London-born artist Penny Slinger utilises collage, photography, and film to explore themes of sexuality, the self, and femininity, and is closely linked to the genre of feminist surrealism. She lives and works in Los Angeles.
Read MoreSlinger was interested in surrealist film and the performing arts from an early age. She studied a Diploma in Art and Design at Chelsea College of Arts, graduating with first class honours in 1969. During her studies, Slinger made a series of experimental films that explored female sexuality, surrealism, and eroticism.
In the 1970s, Slinger began staging photographs to make collages and started writing poetry and texts to accompany her visual diaries. She posed in her own photographs, using her body as a base to explore ideas including the representation of the self, female desire, dreamscapes, and surrealism.

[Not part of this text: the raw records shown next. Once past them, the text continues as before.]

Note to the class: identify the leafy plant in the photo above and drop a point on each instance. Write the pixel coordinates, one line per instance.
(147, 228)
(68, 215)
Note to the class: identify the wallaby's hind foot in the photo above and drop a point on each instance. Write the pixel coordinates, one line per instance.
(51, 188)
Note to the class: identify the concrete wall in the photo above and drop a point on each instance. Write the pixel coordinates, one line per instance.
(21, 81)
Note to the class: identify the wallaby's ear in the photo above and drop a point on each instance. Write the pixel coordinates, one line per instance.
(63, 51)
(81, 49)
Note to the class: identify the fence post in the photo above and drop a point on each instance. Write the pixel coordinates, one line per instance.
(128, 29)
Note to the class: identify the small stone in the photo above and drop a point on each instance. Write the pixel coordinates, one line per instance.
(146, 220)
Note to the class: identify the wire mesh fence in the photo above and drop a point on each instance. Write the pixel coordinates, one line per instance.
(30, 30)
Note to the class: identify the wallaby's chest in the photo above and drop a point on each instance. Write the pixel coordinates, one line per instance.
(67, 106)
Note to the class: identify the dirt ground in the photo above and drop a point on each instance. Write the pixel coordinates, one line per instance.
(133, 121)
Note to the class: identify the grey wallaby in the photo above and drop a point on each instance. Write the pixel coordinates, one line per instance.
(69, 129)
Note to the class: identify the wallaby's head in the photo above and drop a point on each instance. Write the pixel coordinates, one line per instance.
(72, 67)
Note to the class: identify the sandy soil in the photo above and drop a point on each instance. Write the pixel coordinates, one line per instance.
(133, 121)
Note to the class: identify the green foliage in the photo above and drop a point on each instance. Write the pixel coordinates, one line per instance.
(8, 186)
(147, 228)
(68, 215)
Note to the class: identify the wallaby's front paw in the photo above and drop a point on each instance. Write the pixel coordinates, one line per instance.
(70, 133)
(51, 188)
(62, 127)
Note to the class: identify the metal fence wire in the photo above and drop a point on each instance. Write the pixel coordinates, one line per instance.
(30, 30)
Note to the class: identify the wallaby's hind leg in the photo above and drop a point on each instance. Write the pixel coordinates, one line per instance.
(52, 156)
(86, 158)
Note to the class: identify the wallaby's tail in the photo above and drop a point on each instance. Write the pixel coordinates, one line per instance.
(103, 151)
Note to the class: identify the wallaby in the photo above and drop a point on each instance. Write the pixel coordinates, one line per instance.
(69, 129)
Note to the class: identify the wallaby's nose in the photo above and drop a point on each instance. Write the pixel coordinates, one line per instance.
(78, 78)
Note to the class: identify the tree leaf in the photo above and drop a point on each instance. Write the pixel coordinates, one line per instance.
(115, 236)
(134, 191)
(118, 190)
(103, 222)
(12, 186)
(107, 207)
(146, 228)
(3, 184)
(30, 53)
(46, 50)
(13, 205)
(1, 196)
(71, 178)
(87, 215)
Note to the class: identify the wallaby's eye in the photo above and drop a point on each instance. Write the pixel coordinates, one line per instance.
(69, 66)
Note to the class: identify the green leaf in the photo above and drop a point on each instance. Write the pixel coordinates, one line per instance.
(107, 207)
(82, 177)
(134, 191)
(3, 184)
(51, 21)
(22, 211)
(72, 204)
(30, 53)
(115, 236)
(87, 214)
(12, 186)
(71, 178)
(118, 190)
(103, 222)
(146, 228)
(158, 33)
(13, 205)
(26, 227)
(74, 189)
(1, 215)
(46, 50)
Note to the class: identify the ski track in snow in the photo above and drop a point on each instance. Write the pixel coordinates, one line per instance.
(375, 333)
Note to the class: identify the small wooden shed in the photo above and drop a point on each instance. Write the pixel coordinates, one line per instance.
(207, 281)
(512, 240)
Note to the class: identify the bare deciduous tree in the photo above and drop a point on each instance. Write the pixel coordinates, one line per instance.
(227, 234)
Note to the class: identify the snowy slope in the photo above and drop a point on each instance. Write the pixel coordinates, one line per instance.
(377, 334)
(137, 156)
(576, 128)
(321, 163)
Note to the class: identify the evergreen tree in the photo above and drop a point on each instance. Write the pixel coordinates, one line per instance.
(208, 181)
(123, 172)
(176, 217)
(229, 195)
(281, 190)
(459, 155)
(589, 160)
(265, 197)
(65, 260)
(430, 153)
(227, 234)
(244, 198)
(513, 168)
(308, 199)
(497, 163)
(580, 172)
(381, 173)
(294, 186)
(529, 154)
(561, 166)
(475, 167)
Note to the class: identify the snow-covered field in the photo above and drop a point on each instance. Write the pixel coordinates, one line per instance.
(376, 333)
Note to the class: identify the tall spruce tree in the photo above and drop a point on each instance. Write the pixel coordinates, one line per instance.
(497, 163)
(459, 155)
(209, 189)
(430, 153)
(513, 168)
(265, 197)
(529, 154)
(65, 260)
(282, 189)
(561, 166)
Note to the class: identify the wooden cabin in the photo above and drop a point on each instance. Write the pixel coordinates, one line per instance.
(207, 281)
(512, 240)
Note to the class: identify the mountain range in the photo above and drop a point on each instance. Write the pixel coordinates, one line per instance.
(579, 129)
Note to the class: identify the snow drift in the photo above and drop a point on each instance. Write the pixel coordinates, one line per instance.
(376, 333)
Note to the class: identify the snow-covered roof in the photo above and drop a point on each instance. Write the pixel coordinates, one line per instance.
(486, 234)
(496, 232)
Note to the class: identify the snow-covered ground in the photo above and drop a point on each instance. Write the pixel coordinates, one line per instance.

Slinger's book An Exorcism (1977) was developed out of a series of photo collages, poems, and texts. After visiting a derelict stately home in the Northamptonshire countryside with friend and collaborator Peter Whitehead, Slinger became fascinated with the location and its psychic atmosphere. She began filming and photographing the house and its empty rooms, with the intent to make a film investigating the metaphysics of the unconscious.
The project later developed from a film into a series of collages. Using herself as a photographic subject, Slinger shot a variety of scenes exploring the birth and death of self, as well as the facets of female psychosis. An Exorcism depicts both dreamlike and nightmarish scenery, and is influenced by surrealist photography of the 1920s and 1930s.
Evolving over a period of more than seven years, An Exorcism is regarded a seminal work of feminist surrealism.
Slinger has produced numerous public commissions, including the 'Historical Murals' series at Anguilla Airport (1989); a series of paintings for the Museum of Saint Martin: On the Trail of Arawaks, Marigot (1990—1991); and a series of stamp designs for the Anguilla government (1993).
In 2019 Slinger produced a golden doll house dress in collaboration with Dior for their autumn/winter couture collection.
Slinger's first book 50% The Visible Woman (1971) was born out of a desire to capture the different ways women are seen, and how they see themselves. Comprising a collection of writing, poetry, and collage, 50% The Visible Woman illustrated various dimensions of women, including as objects of desire and as goddesses.
Slinger has also contributed to publications including Sexual Secrets: The Alchemy of Ecstasy (1979), and The Path of the Mystic Lover: Baul Songs of Passion and Ecstasy (1993).
Slinger was the subject of Penny Slinger: Out of the Shadows (2019), a documentary directed by Richard Kovitch.
In 1973, Slinger was awarded the Achievement in Art grant from the Cassandra Foundation in Illinois.
Penny Slinger has presented work in solo and group exhibitions internationally.
Select solo exhibitions include 50/50, Blum & Poe, Los Angeles (2021); Tantric Transformations, Richard Saltoun Gallery, London (2019); Inside Out, Fortnight Institute, New York (2019); Penny Slinger, Blum & Poe, Tokyo (2015); Self Impressions, Riflemaker, London (2015); An Exorcism Revisited, Broadway 1602 Gallery, New York (2012); Hear What I Say, Riflemaker, London (2012); A Photo Romance, Riflemaker, London (2011); Arawak Renaissance — The Tribute Continues, New World Gallery, Anguilla (1993); Visions of Ecstasy, Visionary Gallery, New York (1982); Secrets, Mirandy Gallery, London (1977).
Select group exhibitions include Oh Marilyn!, Gazelli Art House, London (2022); 5,471 miles, Blum & Poe, Los Angeles (2020); Bodily Objects, Richard Saltoun Gallery (online) (2020); Some of the Hole, Simian, Copenhagen (2020); The Botanical Mind: Art, Mysticism and The Cosmic Tree, Camden Art Centre, London (2020); Tantra: enlightenment to revolution, British Museum, London (2020).
Slinger's artworks are held in public and private collections internationally, including the Tate, London; Georges Marci Monet Collection, Gstaad; Museum of Drawers, Antwerp; and the Sammlung Verbund Collection, Vienna.
Penny Slinger is represented by Blum & Poe and Richard Saltoun Gallery.